Just let her buy it, have 2 and then a couple of months later sell one of them....and be grateful for the monitors.

BerthaTheBogBurglar Sun 11-Nov-12 15:11:04

a) accept it and ebay it
b) leave it at her house, it won't get used but you don't need to worry about that

The important thing is to accept that you're not going to change her. It isn't as if she is behaving with the best of intentions and this is a misunderstanding. There is no point trying to get her to behave differently, or stressing about her.

She already knows you're buying a walker, so there is no point telling her you've got one and asking her to take hers back - she intended this situation to arise. What you need to do is show her that she isn't getting to you. No fun being a competitive primadonna if no one pays you any attention.

Which option will be least hassle for you? Do that one. And act totally unconcerned. You don't mind what she does, in fact you've hardly noticed.

Aniseeda Sun 11-Nov-12 15:19:45

What Bertha said!

And, next year, think of what you'd like her to get him and tell her you are getting it!

Hopeforever Sun 11-Nov-12 15:26:15

Let it go, you are making a non issue an issue. A visiting child can use it, save them fighting over the one walker. If they are different even better

Rather sad your baby isn't getting any toys for Christmas, 6-12 month old toys that is

We asked for things like car seats and high chairs to be given to us as our Christmas presents and the kids get the fun stuff or clothes

Now smoking in front of a child s another matter, pick your battles carefully and only fight the important ones

YourHandInMyHand Sun 11-Nov-12 15:30:57

Let it go. Let her bring it round, then donate to charity/local refuge/ebay it.

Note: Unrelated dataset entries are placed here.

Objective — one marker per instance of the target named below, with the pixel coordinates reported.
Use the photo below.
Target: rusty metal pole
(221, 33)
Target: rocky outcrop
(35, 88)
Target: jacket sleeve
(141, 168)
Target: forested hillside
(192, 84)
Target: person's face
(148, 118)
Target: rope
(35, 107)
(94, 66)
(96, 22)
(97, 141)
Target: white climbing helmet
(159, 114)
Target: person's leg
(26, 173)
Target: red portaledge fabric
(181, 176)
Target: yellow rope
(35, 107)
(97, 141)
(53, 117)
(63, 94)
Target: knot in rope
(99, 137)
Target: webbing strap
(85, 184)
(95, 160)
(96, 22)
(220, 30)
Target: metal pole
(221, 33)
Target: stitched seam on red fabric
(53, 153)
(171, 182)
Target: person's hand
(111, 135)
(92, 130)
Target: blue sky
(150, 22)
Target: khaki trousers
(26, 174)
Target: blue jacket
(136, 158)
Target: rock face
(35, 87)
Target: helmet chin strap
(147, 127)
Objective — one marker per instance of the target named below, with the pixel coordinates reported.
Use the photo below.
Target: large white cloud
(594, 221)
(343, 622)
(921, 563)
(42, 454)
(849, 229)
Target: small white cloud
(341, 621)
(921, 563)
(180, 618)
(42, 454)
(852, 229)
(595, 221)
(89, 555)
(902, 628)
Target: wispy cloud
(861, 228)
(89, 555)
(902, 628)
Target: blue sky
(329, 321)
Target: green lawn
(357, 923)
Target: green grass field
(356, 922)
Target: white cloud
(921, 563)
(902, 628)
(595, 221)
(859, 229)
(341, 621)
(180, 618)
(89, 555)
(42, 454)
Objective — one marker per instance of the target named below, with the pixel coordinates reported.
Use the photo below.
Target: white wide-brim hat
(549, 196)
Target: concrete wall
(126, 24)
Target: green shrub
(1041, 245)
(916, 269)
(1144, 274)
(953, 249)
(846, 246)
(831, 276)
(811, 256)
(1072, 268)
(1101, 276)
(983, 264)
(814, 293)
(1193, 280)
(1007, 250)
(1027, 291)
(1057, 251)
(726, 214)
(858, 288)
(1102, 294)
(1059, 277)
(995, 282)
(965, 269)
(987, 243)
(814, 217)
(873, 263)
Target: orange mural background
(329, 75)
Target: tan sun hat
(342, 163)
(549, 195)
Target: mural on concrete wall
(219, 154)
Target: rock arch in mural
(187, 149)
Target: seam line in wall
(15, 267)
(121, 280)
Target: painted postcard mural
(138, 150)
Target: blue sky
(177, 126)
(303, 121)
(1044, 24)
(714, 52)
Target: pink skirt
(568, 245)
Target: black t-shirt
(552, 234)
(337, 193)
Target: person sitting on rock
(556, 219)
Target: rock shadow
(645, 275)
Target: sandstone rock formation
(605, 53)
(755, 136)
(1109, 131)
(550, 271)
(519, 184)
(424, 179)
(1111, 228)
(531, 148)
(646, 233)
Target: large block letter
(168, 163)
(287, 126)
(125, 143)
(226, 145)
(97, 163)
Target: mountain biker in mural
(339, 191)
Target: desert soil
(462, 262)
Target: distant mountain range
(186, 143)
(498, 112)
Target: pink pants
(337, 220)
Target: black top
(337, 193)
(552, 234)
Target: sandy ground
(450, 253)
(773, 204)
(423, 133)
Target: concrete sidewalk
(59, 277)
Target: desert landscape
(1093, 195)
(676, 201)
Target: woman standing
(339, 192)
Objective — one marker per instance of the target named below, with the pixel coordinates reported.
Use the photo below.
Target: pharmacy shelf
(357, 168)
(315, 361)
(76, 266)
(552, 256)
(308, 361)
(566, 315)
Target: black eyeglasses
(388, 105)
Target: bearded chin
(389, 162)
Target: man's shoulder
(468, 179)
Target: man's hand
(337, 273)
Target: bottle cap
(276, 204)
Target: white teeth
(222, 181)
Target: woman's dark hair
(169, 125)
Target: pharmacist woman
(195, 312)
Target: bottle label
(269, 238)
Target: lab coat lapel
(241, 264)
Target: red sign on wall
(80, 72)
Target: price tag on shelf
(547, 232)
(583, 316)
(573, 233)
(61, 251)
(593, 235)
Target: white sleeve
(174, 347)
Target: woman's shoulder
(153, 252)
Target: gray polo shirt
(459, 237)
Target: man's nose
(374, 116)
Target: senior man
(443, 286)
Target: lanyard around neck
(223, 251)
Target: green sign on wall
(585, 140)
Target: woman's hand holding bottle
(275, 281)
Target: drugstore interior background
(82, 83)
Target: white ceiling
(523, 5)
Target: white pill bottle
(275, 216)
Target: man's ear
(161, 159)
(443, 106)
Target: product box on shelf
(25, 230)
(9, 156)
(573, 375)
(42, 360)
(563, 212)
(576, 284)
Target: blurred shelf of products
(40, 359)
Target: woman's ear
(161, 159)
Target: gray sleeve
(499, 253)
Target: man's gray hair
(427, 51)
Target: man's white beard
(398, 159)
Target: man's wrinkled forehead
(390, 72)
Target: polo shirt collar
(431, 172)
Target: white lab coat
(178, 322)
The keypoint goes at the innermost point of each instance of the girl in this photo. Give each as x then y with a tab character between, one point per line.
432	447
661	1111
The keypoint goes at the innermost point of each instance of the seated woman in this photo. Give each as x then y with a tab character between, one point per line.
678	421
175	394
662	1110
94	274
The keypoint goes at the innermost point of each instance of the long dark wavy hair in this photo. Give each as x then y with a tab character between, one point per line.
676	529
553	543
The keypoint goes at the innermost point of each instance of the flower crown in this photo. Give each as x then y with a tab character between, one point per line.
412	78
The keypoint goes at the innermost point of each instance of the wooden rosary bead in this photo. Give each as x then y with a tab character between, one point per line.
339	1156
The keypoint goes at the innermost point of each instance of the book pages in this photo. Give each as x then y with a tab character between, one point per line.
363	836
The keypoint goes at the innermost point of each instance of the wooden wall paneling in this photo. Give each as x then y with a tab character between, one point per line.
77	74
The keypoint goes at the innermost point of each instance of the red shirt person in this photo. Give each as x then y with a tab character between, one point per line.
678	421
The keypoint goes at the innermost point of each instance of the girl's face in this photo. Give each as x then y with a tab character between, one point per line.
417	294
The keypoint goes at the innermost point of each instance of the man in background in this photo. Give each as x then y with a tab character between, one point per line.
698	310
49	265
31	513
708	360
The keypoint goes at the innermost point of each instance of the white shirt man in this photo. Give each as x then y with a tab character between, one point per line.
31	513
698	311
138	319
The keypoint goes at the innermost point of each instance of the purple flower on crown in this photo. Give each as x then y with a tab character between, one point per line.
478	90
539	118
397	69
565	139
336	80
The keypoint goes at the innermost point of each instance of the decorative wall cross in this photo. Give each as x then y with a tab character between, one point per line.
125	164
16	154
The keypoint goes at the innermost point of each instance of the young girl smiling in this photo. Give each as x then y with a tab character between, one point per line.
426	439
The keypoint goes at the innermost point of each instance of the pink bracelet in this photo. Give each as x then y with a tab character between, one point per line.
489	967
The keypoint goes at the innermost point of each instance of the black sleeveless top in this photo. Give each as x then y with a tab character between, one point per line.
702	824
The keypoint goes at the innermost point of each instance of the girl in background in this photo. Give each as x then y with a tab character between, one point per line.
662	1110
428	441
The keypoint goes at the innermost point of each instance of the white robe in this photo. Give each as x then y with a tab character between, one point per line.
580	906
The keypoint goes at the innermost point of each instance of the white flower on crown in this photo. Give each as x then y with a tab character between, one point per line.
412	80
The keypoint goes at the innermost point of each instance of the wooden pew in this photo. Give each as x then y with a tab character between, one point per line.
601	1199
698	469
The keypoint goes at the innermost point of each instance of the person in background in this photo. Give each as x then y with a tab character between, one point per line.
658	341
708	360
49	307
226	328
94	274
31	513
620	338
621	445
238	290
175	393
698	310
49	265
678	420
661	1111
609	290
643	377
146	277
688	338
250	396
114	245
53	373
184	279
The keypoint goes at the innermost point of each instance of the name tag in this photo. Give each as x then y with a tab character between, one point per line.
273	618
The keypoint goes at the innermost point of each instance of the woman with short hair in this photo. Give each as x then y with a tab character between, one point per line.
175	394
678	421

I think the idea of passing on anything shebuys you that is a duplicate/ghastly/not suitable to a charitable cause like a women's refuge is a great way of turning her annoying habit into something positive.

I agree that you won't change her so you need to change your reaction to her.

YourHandInMyHand Sun 11-Nov-12 15:32:21

I'm sure OP's baby won't be toyless. IME babies prefer bangles, wooden spoons, etc anyway but they don't need loads and loads of toys and those they do want/need can be picked up fairly cheaply.

Anniegetyourgun Sun 11-Nov-12 15:34:32

Well, you know what your strategy should be next Christmas. Tell her you're going to get DD something monstrously expensive that you would in actual fact never be able to afford and see if MIL insists on competing wink

Anniegetyourgun Sun 11-Nov-12 15:35:30

Ach, just noticed Aniseeda got there first. Well, it's a good plan anyway.